- Born: 1892 Valley Falls, Kansas, U.S.
- Died: 1972 (aged 79–80)
- Occupation: Banker
- Children: R. Crosby Kemper Jr.
- Father: William Thornton Kemper Sr.
- Relatives: William Thornton Kemper Jr. (brother) Crosby Kemper III (grandson) Sandy Kemper (grandson)

= Rufus Crosby Kemper Sr. =

American banker (1892–1972)

Rufus Crosby Kemper Sr. (1892–1972) was an American banker. He is known for expanding City Center Bank, acquired by his father, from a three-man operation with $600,000 in deposits into UMB Financial Corporation, with $300 million in deposits, during his tenure from 1919 to September 1967.
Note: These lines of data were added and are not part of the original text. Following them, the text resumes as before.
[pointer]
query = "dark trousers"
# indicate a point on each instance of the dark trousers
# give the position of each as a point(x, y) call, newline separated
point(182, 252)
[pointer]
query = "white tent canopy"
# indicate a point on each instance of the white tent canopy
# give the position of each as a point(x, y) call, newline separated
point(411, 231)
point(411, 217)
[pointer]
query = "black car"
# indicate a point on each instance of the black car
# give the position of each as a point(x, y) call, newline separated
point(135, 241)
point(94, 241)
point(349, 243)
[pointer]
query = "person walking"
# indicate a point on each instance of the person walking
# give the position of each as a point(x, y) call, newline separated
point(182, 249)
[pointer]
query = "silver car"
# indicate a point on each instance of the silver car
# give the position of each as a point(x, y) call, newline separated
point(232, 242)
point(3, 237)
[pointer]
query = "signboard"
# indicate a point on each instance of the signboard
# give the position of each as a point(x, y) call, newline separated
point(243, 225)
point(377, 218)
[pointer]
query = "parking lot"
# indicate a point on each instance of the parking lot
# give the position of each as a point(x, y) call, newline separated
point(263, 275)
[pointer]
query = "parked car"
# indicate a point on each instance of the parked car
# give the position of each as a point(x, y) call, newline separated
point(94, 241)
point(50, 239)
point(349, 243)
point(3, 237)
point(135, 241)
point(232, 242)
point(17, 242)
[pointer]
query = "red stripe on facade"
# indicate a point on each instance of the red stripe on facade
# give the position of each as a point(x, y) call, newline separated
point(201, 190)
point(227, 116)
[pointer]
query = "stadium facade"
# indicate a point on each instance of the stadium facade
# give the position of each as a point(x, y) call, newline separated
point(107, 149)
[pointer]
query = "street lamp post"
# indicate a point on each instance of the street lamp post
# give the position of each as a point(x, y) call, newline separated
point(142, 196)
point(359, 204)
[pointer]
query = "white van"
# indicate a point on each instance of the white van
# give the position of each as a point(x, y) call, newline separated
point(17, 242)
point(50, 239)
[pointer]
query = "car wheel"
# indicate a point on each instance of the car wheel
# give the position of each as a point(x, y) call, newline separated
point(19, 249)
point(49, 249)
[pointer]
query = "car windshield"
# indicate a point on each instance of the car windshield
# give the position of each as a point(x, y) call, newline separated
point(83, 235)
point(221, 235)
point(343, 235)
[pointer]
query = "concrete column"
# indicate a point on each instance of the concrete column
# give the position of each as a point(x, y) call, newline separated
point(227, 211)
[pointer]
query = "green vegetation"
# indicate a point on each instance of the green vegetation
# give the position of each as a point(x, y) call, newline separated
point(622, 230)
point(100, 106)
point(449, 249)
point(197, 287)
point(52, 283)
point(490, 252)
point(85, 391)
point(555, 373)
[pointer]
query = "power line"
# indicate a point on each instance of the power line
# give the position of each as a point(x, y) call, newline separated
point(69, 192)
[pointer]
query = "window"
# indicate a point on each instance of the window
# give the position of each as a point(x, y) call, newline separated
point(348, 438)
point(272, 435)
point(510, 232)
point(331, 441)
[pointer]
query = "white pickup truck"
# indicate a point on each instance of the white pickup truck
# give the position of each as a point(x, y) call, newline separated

Kemper is a great-grand-uncle of actress Ellie Kemper (born 1980).

==Early life==
Rufus Crosby Kemper was born in 1892 in Valley Falls, Kansas. His father, William Thornton Kemper Sr., bought City Center Bank (which was founded in 1913) during World War I.

==Career==
William first appointed Crosby's younger brother James M. Kemper president of the bank in 1919. However, James resigned a month later and went on to become president of rival Commerce Bancshares. Rufus became president of the bank, a position he held until 1959, when his son R. Crosby Kemper Jr. took over. William remained a director until September 1967.

==Philanthropy==
Kemper contributed substantially to philanthropies in the Kansas City Metropolitan Area and Kemper Arena is named for him.

Crosby also served as a regent at Rockhurst University, president of Interstate Securities, and director of Kansas City Title & Trust Company.